Yi Zhang
Publications
Supplement Generation Training for Enhancing Agentic Task Performance
Training large foundation models for agentic tasks is increasingly impractical due to the high computational costs, long iteration cycles, and rapid obsolescence as new models are continuously released. Instead of post-training massive models for every new task or domain, we propose Supplement Generation Training (SGT), a more efficient and sustainable strategy. SGT trains a smaller LLM to generate useful supplemental text that, when appended to the original input, helps the larger LLM solve the task more effectively. These lightweight models can dynamically adapt supplements to task requirements, improving performance without modifying the underlying large models. This approach decouples task-specific optimization from large foundation models and enables more flexible, cost-effective deployment of LLM-powered agents in real-world applications.
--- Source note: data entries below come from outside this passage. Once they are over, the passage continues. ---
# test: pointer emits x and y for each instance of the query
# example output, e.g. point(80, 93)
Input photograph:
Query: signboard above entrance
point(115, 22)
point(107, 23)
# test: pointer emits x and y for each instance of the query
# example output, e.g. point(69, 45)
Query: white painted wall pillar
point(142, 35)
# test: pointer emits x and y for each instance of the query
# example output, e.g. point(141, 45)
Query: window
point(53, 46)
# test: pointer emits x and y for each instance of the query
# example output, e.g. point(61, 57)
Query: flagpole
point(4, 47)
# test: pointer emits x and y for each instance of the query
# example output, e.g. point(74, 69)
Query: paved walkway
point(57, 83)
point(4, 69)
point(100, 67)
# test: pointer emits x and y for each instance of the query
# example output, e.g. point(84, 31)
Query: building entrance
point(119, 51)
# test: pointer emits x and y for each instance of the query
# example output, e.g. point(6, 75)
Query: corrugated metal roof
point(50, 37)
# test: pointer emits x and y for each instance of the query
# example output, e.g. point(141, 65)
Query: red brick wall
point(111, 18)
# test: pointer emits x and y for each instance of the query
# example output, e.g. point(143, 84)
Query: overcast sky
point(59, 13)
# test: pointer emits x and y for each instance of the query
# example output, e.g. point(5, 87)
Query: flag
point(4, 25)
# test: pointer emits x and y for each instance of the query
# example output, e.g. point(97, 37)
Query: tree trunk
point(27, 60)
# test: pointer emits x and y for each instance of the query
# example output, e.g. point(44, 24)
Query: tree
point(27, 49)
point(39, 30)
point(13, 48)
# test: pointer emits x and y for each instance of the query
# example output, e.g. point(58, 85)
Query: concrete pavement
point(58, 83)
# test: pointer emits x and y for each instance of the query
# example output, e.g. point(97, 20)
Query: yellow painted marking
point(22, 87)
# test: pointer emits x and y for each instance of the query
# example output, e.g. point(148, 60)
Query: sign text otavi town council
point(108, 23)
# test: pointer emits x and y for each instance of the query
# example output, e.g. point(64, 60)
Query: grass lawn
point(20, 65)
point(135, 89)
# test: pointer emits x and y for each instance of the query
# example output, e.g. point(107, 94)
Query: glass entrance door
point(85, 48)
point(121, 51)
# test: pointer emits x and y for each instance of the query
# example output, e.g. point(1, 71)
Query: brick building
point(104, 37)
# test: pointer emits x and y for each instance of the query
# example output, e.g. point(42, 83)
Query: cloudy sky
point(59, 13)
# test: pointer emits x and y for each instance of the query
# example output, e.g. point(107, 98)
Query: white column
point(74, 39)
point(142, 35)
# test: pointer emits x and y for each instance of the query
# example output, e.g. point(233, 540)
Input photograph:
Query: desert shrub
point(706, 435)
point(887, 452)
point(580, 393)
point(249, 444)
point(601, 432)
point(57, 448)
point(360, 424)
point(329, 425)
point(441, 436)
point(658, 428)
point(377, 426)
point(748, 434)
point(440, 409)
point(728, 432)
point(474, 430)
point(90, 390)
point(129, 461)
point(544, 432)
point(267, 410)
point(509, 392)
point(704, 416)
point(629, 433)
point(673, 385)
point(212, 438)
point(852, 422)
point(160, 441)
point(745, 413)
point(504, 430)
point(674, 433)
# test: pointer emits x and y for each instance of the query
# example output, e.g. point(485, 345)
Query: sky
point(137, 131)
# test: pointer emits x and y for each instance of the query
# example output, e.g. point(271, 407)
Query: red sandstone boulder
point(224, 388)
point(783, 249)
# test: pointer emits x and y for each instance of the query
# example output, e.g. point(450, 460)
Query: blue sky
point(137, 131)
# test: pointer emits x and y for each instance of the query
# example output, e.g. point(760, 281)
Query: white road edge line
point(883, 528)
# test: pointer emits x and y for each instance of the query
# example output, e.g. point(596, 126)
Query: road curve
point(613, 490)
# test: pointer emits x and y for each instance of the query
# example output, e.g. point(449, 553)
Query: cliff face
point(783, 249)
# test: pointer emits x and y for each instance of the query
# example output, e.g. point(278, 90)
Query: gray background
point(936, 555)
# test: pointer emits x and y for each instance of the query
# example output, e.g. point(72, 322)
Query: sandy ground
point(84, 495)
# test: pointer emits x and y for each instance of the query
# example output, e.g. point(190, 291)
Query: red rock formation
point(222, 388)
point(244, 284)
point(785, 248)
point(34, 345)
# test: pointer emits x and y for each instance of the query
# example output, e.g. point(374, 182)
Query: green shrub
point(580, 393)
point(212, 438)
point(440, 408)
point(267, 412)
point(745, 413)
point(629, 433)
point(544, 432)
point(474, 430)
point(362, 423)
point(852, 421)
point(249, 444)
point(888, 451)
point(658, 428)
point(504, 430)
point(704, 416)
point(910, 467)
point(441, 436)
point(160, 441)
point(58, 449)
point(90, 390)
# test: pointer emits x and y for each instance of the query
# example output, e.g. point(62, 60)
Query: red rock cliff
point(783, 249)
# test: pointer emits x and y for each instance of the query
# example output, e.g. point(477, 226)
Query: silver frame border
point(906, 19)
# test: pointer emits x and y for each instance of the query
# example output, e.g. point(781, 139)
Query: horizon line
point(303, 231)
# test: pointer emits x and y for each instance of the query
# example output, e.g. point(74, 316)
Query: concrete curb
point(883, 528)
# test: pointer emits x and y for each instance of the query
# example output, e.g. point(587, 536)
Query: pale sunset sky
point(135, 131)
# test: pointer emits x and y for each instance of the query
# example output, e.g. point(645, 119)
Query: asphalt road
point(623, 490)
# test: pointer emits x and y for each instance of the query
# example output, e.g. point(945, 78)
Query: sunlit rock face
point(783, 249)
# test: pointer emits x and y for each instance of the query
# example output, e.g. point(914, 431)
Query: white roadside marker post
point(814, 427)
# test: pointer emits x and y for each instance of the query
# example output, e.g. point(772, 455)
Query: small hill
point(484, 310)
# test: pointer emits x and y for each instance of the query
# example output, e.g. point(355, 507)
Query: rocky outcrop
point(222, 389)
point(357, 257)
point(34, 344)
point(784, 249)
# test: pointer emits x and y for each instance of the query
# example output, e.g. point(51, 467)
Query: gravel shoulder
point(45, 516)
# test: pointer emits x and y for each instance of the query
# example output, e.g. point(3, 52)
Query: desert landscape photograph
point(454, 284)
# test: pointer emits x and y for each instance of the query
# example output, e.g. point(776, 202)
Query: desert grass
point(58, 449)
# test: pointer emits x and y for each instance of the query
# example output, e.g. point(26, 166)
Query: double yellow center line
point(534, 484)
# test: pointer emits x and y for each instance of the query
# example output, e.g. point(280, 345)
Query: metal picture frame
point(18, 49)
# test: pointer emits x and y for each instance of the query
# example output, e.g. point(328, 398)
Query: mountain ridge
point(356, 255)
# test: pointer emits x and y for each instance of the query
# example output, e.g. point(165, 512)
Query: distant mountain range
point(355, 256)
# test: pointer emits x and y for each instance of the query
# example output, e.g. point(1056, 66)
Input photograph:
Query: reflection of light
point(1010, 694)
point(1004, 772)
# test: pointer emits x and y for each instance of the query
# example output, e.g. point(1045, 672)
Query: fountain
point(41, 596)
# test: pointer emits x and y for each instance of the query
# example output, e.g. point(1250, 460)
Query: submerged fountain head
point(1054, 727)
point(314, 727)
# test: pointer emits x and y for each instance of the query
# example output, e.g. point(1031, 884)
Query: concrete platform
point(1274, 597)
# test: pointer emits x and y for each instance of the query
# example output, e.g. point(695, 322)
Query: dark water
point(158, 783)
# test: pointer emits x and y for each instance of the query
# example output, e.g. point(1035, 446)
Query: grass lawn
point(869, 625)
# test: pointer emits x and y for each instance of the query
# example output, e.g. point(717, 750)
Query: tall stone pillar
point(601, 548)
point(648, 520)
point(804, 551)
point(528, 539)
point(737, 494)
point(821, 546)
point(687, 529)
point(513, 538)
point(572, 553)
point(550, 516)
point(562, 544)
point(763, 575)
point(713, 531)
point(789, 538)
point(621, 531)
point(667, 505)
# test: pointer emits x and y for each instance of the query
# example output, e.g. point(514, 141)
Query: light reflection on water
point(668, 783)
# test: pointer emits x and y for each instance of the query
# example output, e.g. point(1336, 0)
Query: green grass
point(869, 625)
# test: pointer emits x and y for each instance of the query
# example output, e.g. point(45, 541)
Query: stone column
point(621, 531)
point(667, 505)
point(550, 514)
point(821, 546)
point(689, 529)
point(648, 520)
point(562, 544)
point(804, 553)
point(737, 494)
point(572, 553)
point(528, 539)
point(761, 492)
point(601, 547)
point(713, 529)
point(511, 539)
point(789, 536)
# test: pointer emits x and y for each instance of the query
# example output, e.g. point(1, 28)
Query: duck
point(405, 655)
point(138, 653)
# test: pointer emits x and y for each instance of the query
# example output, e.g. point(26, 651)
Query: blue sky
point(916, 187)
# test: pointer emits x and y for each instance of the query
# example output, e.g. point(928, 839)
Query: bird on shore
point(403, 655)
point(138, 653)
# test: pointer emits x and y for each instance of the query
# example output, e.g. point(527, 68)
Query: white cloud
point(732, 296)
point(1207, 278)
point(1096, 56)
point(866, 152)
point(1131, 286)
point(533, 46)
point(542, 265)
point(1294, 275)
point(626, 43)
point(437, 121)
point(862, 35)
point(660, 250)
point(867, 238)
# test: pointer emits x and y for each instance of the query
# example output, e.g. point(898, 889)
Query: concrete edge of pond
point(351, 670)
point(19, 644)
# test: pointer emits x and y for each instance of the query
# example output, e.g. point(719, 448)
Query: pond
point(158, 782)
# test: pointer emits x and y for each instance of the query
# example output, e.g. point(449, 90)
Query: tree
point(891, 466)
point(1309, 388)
Explicit Trait Inference for Multi-Agent Coordination
LLM-based multi-agent systems (MAS) show promise on complex tasks but remain prone to coordination failures such as goal drift, error cascades, and misaligned behaviors. We propose Explicit Trait Inference (ETI), a psychologically grounded method for improving coordination. ETI enables agents to infer and track partner characteristics along two established psychological dimensions--warmth (e.g., trust) and competence (e.g., skill)--from interaction histories to guide decisions. We evaluate ETI in controlled settings (economic games), where it reduces payoff loss by 45-77%, and in more realistic, complex multi-agent settings (MultiAgentBench), where it improves performance by 3-29% depending on the scenario and model, relative to a CoT baseline. Additional analysis shows that gains are closely linked to trait inference: ETI profiles predict agents' actions, and informative profiles drive improvements. These results highlight ETI as a lightweight and robust mechanism for improving coordination in diverse multi-agent settings, and provide the first systematic evidence that LLM agents can (i) reliably infer others' traits from interaction histories and (ii) leverage structured awareness of others' traits for coordination.
SWE-Skills-Bench: Do Agent Skills Actually Help in Real-World Software Engineering?
Agent skills, structured procedural knowledge packages injected at inference time, are increasingly used to augment LLM agents on software engineering tasks. However, their real utility in end-to-end development settings remains unclear. We present SWE-Skills-Bench, the first requirement-driven benchmark that isolates the marginal utility of agent skills in real-world software engineering (SWE). It pairs 49 public SWE skills with authentic GitHub repositories pinned at fixed commits and requirement documents with explicit acceptance criteria, yielding approximately 565 task instances across six SWE subdomains. We introduce a deterministic verification framework that maps each task's acceptance criteria to execution-based tests, enabling controlled paired evaluation with and without the skill. Our results show that skill injection benefits are far more limited than rapid adoption suggests: 39 of 49 skills yield zero pass-rate improvement, and the average gain is only +1.2%. Token overhead varies from modest savings to a 451% increase while pass rates remain unchanged. Only seven specialized skills produce meaningful gains (up to +30%), while three degrade performance (up to -10%) due to version-mismatched guidance conflicting with project context. These findings suggest that agent skills are a narrow intervention whose utility depends strongly on domain fit, abstraction level, and contextual compatibility. SWE-Skills-Bench provides a testbed for evaluating the design, selection, and deployment of skills in software engineering agents. SWE-Skills-Bench is available at https://github.com/GeniusHTX/SWE-Skills-Bench.
CollabEval: Enhancing LLM-as-a-Judge via Multi-Agent Collaboration
Large Language Models (LLMs) have revolutionized AI-generated content evaluation, with the LLM-as-a-Judge paradigm becoming increasingly popular. However, current single-LLM evaluation approaches face significant challenges, including inconsistent judgments and inherent biases from pre-training data. To address these limitations, we propose CollabEval, a novel multi-agent evaluation framework that implements a three-phase Collaborative Evaluation process: initial evaluation, multi-round discussion, and final judgment. Unlike existing approaches that rely on competitive debate or single-model evaluation, CollabEval emphasizes collaboration among multiple agents with strategic consensus checking for efficiency. Our extensive experiments demonstrate that CollabEval consistently outperforms single-LLM approaches across multiple dimensions while maintaining robust performance even when individual models struggle. The framework provides comprehensive support for various evaluation criteria while ensuring efficiency through its collaborative design.